早坂さんとベッドを共有しながら、わたしは暗闇の天井を見つめ、1人思いふけっていた。
なぜ、こんな事になっているんだろう。今更過ぎるが、なぜわたしは早坂さんと同じベッドで寝ているんだ。

夕方まで寝ていたせいで、眠気など1ミリもない。そのせいでこれ以上ないくらい頭が冴えている。その反面、これは現実なのかと、夢を見ているような、ふわふわした自分もいる。
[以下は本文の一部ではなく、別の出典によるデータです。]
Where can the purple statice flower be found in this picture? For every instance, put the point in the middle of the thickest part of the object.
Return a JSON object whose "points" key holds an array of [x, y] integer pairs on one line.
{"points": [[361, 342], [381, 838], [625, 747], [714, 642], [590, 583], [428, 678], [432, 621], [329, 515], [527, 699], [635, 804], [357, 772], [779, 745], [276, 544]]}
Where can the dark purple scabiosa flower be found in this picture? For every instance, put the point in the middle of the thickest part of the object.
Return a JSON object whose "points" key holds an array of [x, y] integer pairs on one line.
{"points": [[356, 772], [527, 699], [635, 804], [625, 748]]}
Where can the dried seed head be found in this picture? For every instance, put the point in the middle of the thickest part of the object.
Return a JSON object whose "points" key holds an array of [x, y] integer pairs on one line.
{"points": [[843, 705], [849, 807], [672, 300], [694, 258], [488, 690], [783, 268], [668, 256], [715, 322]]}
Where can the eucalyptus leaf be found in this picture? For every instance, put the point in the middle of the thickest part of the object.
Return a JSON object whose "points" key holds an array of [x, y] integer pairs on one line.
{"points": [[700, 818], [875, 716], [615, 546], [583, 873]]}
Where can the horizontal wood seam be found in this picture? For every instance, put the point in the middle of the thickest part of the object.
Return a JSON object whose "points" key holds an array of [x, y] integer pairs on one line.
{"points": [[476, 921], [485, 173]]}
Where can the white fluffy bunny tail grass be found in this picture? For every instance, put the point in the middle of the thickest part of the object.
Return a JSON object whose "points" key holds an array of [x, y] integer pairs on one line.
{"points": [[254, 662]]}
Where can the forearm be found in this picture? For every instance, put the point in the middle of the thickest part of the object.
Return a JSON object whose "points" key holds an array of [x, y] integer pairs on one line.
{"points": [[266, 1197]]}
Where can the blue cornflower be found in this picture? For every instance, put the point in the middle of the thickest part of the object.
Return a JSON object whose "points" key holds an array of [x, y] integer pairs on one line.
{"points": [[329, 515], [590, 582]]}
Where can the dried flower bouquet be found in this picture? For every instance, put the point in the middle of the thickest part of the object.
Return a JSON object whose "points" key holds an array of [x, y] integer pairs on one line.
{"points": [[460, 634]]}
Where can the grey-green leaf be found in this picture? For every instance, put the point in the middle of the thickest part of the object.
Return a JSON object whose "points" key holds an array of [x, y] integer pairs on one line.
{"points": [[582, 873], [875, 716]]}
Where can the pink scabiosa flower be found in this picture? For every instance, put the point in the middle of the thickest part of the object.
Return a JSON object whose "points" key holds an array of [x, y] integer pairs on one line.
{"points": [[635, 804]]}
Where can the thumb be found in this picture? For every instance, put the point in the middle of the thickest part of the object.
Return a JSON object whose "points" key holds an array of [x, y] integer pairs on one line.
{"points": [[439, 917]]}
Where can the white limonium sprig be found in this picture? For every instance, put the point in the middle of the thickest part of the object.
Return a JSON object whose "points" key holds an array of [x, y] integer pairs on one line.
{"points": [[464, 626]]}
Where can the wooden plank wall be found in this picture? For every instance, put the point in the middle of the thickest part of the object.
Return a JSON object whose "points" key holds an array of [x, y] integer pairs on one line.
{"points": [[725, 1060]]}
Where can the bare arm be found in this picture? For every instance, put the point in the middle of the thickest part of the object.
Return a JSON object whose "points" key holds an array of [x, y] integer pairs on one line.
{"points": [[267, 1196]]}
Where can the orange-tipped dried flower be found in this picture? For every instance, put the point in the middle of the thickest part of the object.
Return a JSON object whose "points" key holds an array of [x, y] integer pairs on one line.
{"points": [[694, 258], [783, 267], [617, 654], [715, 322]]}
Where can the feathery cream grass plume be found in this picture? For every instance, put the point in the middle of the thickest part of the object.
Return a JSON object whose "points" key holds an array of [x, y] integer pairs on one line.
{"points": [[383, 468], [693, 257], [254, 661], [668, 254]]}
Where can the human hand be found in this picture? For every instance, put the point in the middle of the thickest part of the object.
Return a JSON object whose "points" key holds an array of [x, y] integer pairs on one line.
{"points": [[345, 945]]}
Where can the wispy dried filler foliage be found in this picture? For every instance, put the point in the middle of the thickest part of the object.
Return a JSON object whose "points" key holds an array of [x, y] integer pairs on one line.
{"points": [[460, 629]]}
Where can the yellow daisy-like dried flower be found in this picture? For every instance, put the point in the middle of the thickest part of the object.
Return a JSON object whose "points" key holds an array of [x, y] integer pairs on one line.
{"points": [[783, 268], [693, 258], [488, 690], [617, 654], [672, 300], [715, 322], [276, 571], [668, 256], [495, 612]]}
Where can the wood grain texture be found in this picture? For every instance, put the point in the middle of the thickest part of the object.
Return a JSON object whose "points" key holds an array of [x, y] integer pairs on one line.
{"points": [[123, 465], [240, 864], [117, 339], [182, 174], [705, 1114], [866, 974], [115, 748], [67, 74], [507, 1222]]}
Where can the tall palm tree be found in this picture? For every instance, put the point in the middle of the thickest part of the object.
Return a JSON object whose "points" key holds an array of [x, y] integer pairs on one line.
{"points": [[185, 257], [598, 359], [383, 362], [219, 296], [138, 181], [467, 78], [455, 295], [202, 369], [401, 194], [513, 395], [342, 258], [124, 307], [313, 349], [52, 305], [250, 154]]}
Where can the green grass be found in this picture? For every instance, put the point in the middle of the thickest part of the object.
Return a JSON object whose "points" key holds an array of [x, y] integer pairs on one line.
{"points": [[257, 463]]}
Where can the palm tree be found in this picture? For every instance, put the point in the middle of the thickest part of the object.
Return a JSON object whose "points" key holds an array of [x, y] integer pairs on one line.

"適度"な距離を保ち、隣にいる早坂さんは何を考えているんだろう。両腕を頭の下で組んだまま大人しくしているが、呼吸や足の動きで起きているのがわかる。


「起きてます?」

「気が合うわね。あたしも今、同じ事聞こうとしてたわ」

「ビックリするくらい眠くないんですけど」

早坂さんがクッと笑った。「そりゃそーよね。さっきまで寝てたようなもんだし」

「早坂さんも全然?」

「ええ、むしろ冴えまくってるわ。何して遊ぶ?」

「・・・しりとりとか?」

「じゃあ、あたしからいい?」

「どぞ」

「寝酒でも、飲もうかし"ら"」

「・・・楽になったからって、調子に乗らないでくださ"い"」

「一杯だけなら、い"い"?」

「ダメに決まってるでしょう、何言ってるんですか」

「あら、もう終わったの?チェッ」

「それで思い出した。今日来た時、シンクにウイスキーのグラスあったんですけど、アレいつ飲んだんですか?」

「・・・・・・次は何する?」

「昨日飲んだんですね?」

「美麗ちゃんじゃない?」

「聞けばわかりますけど」

「・・・少ししか飲んでないわ。ほんの少し」

「量の問題じゃありません!高熱ある人間が、なんで飲もうとするんですか!」

「いやー、それがね、嫌な夢見るから熟睡できればと思って飲んだんだけど、飲んだら、ああ違うなって思ってすぐに捨てたのよ。これは本当よ」

「・・・当たり前ですよ。身体が辛い時、嫌な夢見るのはわかりますけど・・・ぜったい駄目です」

「そうね。肝に銘じるわ」

──どんな、夢を見るんですか?
聞きたいけど、今は聞いてはいけない気がした。